MCP Server Registries Compared: Smithery vs Glama vs mcp-get

Where You Actually Go to Find MCP Servers

If you've spent any time building with Model Context Protocol, you've probably noticed that the ecosystem is fragmented across at least four or five different places. There's no single canonical registry, which means developers end up bouncing between Smithery, Glama, mcp-get, and a handful of GitHub awesome lists depending on what they're looking for and who they trust.

Each of these registries has a distinct philosophy about what belongs in it and how much vetting is worth doing. Understanding those differences saves you from installing something sketchy or spending an afternoon evaluating a tool that's been abandoned since January.

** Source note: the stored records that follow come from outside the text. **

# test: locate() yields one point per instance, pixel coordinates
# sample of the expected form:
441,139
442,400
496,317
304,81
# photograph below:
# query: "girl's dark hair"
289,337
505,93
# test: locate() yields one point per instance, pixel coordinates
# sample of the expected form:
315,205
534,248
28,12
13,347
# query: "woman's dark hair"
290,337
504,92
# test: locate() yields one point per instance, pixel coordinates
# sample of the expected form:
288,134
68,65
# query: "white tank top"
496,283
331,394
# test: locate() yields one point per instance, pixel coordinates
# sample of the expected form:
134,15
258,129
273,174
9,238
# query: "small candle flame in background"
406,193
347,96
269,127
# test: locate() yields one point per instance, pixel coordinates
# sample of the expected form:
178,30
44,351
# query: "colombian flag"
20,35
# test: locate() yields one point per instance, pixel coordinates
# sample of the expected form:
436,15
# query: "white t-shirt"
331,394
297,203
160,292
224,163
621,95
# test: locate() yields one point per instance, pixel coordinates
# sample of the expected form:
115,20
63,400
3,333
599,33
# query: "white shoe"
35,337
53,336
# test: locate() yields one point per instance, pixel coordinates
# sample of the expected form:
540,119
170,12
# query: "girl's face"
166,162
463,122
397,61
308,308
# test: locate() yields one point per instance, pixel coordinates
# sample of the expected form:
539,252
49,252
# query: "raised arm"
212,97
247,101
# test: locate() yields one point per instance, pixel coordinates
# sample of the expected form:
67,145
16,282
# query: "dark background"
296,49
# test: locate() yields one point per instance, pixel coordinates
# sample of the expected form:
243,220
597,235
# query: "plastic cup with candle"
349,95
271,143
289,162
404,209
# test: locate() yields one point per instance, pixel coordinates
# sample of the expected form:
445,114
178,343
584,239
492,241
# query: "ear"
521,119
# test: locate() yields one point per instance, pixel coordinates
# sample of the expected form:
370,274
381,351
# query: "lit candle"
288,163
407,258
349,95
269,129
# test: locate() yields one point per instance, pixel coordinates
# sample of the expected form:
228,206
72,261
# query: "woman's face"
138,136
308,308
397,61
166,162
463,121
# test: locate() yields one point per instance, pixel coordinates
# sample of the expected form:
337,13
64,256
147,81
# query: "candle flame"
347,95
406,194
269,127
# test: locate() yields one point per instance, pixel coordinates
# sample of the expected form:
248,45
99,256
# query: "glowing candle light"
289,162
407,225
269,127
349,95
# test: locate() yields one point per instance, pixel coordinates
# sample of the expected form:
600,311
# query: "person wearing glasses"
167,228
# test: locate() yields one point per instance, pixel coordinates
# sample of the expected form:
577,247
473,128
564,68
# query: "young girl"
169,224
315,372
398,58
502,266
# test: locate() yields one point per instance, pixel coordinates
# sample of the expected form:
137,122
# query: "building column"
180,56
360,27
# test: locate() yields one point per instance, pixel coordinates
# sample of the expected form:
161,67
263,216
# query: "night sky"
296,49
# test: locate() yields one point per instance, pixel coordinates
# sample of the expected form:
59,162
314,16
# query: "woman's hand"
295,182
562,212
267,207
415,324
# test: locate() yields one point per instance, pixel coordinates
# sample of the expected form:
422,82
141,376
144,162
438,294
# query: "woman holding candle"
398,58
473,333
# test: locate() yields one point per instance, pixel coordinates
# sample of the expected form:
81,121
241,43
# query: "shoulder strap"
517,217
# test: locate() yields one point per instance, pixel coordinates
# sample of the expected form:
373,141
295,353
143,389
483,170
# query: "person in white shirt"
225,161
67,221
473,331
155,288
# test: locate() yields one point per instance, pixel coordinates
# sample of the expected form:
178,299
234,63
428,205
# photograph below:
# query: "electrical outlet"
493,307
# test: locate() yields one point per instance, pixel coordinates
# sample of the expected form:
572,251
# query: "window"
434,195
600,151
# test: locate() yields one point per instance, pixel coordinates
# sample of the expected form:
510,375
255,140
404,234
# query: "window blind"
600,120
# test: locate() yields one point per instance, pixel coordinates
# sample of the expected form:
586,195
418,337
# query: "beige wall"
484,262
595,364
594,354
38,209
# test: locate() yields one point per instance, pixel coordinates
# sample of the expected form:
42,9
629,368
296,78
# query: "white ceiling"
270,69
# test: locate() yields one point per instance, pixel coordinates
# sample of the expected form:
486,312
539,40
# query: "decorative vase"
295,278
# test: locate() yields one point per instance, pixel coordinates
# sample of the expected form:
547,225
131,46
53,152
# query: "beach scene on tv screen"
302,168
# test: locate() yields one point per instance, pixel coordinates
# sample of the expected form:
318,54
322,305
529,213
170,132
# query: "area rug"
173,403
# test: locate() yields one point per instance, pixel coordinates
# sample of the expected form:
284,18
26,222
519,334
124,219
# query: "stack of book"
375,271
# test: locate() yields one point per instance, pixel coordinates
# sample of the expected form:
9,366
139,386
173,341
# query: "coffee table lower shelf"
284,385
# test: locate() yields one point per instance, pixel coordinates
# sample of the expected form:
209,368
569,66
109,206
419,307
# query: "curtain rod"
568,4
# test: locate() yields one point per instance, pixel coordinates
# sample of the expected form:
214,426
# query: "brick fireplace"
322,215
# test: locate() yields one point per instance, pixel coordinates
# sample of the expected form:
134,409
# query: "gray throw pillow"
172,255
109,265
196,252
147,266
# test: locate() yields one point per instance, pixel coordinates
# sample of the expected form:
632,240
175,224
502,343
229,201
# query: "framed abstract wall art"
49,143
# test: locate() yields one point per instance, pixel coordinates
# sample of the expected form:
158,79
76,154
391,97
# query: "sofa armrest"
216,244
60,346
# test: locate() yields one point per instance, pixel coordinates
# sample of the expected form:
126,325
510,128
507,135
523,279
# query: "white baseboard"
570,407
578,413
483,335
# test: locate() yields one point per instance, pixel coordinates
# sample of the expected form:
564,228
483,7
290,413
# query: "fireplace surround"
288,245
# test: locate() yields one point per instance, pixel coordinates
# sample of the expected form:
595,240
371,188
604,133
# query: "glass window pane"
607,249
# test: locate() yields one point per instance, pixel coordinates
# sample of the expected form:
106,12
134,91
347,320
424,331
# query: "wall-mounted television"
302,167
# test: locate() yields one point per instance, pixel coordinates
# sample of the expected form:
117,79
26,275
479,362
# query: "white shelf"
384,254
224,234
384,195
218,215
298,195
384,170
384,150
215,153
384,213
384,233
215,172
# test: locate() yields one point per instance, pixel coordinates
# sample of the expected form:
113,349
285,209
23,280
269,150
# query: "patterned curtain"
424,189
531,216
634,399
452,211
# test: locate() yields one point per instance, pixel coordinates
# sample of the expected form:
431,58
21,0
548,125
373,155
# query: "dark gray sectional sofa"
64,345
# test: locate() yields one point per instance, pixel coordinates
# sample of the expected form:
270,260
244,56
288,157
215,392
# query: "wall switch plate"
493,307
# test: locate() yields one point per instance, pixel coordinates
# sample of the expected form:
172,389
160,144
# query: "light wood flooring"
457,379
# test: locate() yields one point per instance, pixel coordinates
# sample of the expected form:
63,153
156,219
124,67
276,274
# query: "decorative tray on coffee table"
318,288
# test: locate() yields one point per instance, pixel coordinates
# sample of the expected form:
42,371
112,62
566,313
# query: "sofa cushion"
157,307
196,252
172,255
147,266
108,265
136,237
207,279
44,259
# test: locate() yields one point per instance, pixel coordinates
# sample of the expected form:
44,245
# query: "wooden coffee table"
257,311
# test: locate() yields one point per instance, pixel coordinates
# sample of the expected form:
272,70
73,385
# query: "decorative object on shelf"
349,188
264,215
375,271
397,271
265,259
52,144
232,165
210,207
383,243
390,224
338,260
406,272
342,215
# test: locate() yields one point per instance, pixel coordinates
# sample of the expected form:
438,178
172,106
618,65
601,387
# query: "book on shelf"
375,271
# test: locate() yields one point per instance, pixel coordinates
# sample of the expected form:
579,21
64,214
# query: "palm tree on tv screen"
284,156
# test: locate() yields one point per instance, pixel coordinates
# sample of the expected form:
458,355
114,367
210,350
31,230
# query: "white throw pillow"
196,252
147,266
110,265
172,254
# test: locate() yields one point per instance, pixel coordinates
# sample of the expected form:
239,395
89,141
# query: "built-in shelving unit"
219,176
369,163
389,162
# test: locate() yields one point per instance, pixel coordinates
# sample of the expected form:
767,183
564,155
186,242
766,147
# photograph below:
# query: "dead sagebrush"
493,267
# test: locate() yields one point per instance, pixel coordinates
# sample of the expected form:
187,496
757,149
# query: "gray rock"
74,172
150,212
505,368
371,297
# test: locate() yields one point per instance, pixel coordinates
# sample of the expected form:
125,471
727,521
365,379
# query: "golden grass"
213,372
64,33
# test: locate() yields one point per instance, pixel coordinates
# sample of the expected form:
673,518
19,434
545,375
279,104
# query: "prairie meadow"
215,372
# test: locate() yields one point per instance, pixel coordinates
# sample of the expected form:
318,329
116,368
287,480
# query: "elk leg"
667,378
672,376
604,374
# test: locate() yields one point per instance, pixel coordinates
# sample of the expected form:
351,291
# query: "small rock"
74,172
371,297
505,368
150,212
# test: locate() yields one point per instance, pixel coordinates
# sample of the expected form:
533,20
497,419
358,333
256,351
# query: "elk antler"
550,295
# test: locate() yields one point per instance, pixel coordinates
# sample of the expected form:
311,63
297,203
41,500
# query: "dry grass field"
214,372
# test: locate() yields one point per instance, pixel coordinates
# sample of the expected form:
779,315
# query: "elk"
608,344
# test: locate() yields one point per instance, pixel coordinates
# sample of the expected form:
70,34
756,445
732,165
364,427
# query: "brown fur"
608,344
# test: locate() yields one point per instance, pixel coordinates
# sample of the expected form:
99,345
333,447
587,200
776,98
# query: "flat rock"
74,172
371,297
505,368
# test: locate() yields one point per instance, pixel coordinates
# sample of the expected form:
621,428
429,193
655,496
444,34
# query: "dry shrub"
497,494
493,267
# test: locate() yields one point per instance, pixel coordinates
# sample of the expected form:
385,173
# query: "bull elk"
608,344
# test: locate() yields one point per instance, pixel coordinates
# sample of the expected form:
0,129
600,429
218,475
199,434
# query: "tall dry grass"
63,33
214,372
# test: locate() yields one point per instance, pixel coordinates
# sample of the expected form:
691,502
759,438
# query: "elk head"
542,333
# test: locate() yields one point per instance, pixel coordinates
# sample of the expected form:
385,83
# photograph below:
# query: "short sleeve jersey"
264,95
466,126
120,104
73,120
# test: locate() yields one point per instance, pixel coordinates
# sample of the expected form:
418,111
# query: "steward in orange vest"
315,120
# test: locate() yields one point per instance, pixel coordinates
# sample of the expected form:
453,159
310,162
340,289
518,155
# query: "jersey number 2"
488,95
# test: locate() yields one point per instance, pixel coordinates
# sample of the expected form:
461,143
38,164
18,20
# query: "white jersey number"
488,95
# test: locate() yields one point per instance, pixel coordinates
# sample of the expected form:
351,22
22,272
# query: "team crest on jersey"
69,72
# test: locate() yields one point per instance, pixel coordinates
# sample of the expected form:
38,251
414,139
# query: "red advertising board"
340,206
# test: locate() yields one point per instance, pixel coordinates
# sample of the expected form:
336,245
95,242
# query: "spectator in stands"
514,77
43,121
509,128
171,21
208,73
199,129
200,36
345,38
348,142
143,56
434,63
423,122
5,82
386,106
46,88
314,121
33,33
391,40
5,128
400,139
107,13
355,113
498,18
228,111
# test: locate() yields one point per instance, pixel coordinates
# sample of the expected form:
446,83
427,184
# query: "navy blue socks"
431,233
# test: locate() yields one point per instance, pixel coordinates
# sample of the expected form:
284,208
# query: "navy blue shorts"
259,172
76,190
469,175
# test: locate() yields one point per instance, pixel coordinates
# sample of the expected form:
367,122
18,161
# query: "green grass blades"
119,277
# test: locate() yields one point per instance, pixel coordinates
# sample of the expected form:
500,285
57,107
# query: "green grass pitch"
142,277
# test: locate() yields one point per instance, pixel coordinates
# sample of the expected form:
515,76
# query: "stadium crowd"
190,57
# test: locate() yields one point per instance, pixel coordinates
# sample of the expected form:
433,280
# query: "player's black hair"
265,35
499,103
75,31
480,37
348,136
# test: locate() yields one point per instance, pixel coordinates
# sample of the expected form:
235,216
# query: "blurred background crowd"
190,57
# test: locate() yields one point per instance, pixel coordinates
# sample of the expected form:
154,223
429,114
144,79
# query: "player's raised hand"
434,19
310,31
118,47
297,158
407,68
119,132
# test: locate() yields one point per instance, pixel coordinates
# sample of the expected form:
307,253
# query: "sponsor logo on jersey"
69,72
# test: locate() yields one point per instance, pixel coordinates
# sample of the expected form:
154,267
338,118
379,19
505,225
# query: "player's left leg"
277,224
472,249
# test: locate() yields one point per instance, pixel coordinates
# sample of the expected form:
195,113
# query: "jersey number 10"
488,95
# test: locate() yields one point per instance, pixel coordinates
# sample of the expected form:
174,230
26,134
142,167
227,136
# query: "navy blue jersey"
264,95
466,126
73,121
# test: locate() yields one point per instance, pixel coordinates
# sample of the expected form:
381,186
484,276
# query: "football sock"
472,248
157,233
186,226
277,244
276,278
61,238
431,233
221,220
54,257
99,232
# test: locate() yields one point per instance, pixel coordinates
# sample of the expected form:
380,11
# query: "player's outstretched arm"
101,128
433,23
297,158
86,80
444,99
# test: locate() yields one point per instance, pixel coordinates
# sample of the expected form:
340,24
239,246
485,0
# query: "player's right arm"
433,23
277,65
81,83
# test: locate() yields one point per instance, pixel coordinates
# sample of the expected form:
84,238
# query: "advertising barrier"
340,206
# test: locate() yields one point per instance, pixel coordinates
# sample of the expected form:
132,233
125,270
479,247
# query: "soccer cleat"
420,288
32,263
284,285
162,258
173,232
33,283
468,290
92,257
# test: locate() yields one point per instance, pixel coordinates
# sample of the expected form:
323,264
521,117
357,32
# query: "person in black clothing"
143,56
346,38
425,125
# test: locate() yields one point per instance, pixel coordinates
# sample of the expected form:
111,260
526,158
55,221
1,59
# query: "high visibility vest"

Smithery: The Package Manager Approach

Smithery positions itself closest to what you'd expect from a traditional package registry. It has a web interface for browsing, but the real focus is on installability. Servers listed on Smithery are expected to work with a consistent installation flow, which means there's at least a baseline of structural consistency across listings.

As of mid-2025, Smithery lists several thousand MCP servers and has become one of the more frequently cited sources in Claude and other agent integration documentation. The submission process requires a working server with a defined schema, which filters out the most half-finished projects before they ever appear in search results.

The quality floor is real, but it's not especially high. Smithery verifies that a server is installable and has a valid manifest, but it doesn't do deep security review or audit what the server actually does with the permissions it requests. A server that requests filesystem access and then does something unexpected with it would pass Smithery's current checks without issue.

Where Smithery stands out is tooling integration. It has direct hooks into Claude Desktop configuration and publishes structured metadata that other tools can consume programmatically. If you're building something that needs to enumerate available MCP servers or automate installation, Smithery's API is the most developer-friendly of the bunch.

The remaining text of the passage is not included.